One rule is that, generally, you don’t organize on company property. So, in early 2019, workers hosted after-work meetings at their homes in nearby Leavenworth, a Bavarian-themed tourist destination and outdoors hub on the eastern side of the Cascade Range. Johnston says most of the patrol attended at least one of the meetings — free-form discussions in which organizers took questions and listened to concerns, basically saying that “it seems big and scary, but you also have a legal right to organize. Here’s rules you can’t break, or you could get fired.”
Some rules posed problems. Many patrollers regarded their supervisors, former rank-and-file patrollers, as friends. By law, however, they were excluded from the bargaining unit. Moreover, if they learned about the unionization effort, they might feel obliged to tell management, to protect their own jobs. Keeping mum “was all about protecting them,” said Johnston. “It felt weird. I didn’t like it. But it was kind of that necessary evil.” In March 2019, union supporters signed and submitted cards to the National Labor Relations Board to petition for CWA representation, and an election date was set for the following month.
In 2015, when Brianna Hartzell patrolled at Utah’s Park City Resort, Vail brought in the Labor Relations Institute to educate workers about unions as a representation vote approached. LRI is a high-priced “positive employee relations” consulting firm that advises against unionization. Its curriculum convinced Hartzell, then in her first year of patrolling, that a union would impede direct communication between patrollers and supervisors. She voted against unionization. (CWA narrowly won, anyway.)
Years later, when Vail brought LRI to Stevens prior to the union vote, Hartzell, now working at the Washington resort, saw things differently. She had come to believe that, even with amicable employee-manager relations, it’s “an illusion that employees on the ground can actually go and give constructive criticism to resort management.” By now, Hartzell, like other rank-and-file patrollers, had already been educated on the union’s terms. But some supervisors, excluded from the organizing process, had a different view. As the patrol director, with an LRI consultant present, delivered a slideshow-based curriculum about unions during occasionally testy mandatory morning meetings, tensions simmered between anti-union and pro-union factions within the patrol. In April, 2019, the National Labor Relations Board held a secret ballot: The CWA union was approved by a 27 to 18 vote.
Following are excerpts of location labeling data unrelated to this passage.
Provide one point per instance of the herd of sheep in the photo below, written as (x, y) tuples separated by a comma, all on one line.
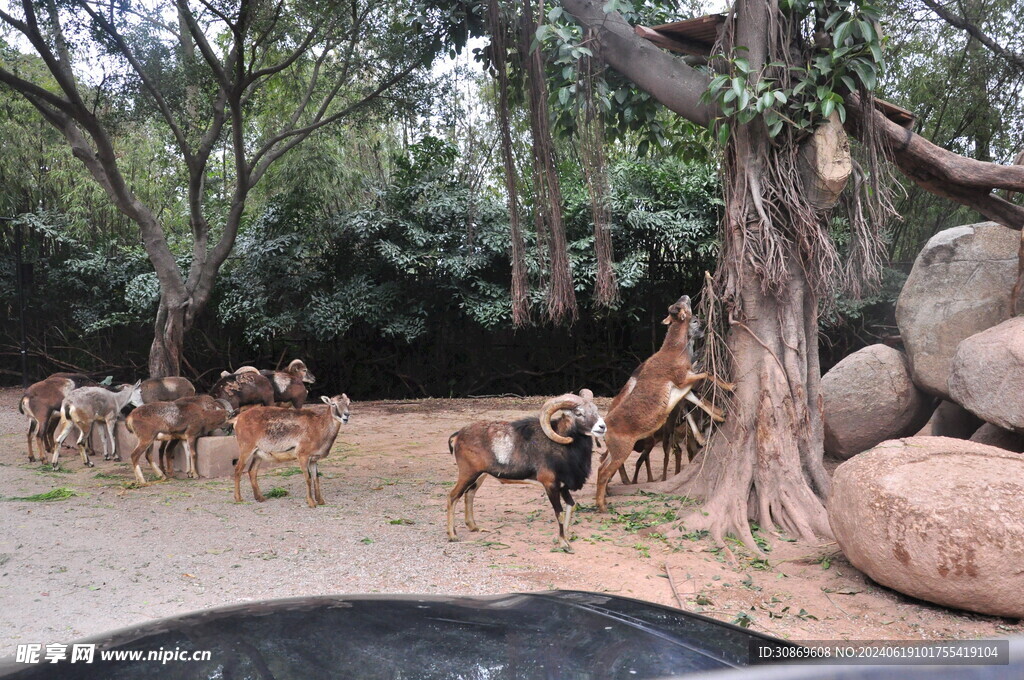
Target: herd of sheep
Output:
[(553, 449)]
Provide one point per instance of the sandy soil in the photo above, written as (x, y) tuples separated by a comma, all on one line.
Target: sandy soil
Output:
[(113, 556)]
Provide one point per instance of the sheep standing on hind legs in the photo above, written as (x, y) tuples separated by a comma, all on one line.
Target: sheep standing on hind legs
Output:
[(274, 433), (553, 450), (664, 380)]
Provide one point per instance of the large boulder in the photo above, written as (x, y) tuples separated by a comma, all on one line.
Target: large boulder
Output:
[(988, 373), (869, 397), (998, 437), (960, 285), (937, 519)]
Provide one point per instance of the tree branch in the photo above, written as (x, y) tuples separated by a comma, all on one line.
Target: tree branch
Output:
[(679, 87), (126, 52), (961, 23), (670, 80), (270, 153), (944, 173)]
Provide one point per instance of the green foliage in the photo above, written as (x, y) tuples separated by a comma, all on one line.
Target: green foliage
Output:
[(58, 494), (632, 116), (845, 55), (429, 249)]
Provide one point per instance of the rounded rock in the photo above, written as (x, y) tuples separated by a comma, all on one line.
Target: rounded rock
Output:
[(960, 285), (936, 518), (869, 397)]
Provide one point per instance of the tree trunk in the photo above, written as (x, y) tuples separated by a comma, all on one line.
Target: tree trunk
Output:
[(766, 462), (168, 338)]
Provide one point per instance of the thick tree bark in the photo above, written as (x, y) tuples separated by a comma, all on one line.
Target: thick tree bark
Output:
[(168, 338), (765, 464)]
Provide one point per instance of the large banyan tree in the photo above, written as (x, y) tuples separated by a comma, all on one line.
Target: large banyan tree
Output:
[(782, 88)]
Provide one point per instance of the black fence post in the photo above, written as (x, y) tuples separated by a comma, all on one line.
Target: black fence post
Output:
[(19, 279)]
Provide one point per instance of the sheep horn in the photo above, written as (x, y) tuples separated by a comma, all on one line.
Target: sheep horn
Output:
[(548, 411)]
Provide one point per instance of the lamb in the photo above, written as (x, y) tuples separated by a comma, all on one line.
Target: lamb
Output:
[(42, 401), (288, 384), (680, 432), (554, 450), (241, 389), (184, 419), (86, 406), (166, 389), (271, 432)]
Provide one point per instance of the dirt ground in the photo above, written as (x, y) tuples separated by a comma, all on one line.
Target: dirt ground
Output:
[(112, 555)]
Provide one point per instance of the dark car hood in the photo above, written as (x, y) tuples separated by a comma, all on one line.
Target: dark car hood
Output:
[(561, 634)]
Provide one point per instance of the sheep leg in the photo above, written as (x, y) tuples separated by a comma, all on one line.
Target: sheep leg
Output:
[(673, 449), (317, 494), (159, 471), (717, 414), (623, 475), (65, 427), (33, 429), (694, 377), (254, 476), (551, 486), (49, 425), (694, 430), (85, 435), (114, 442), (136, 455), (620, 448), (192, 458), (643, 460), (461, 486), (240, 467), (569, 507), (305, 465), (166, 460), (470, 494)]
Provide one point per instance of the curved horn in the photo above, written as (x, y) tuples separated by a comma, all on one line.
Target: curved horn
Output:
[(549, 409)]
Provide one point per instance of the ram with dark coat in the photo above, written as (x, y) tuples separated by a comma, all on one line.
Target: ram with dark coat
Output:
[(553, 450)]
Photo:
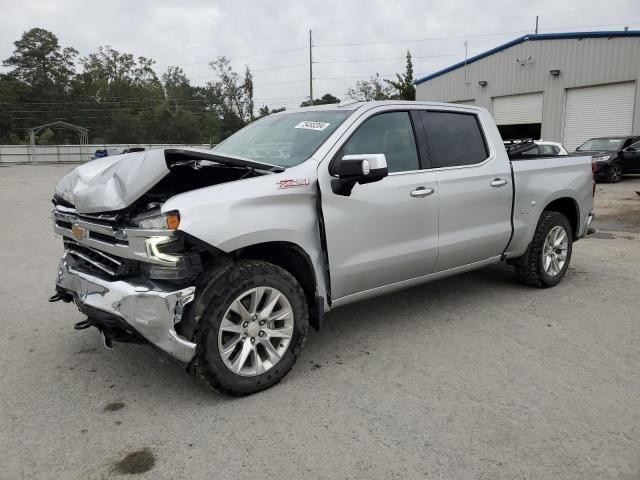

The year since then has not always been smooth. Before everyone scattered into the offseason in 2019, Hartzell was named unit president. At times, amid the early friction of the 2019-2020 season, Hartzell said management treated her and other union figures unfairly. There was a “target” on her back, she said, and she was among those named in unfair labor practice charges the union filed, but ultimately retracted. (High Country News reviewed the labor complaints, which alleged arbitrary discipline and discrimination.) The heat “dissipated,” Hartzell said, as momentum built on the collective bargaining process, and as it became clear how much patrollers’ and Vail’s interests aligned.
Then the coronavirus hit. In a flash, in March, it stalled negotiations on a first contract and shuttered the industry. Millions of workers, thousands of ski patrollers among them, lost their jobs. While Hartzell believes that Vail, given the circumstances, generally did right by its employees, the crisis drove home how little power individual workers have. And it may well be a catalyst. Other ski industry union drives are “out there — we know about them,” said Hartzell. “The tide’s turning. Which is exciting as, like, this little worker bee, hearing about other worker bees getting organized.”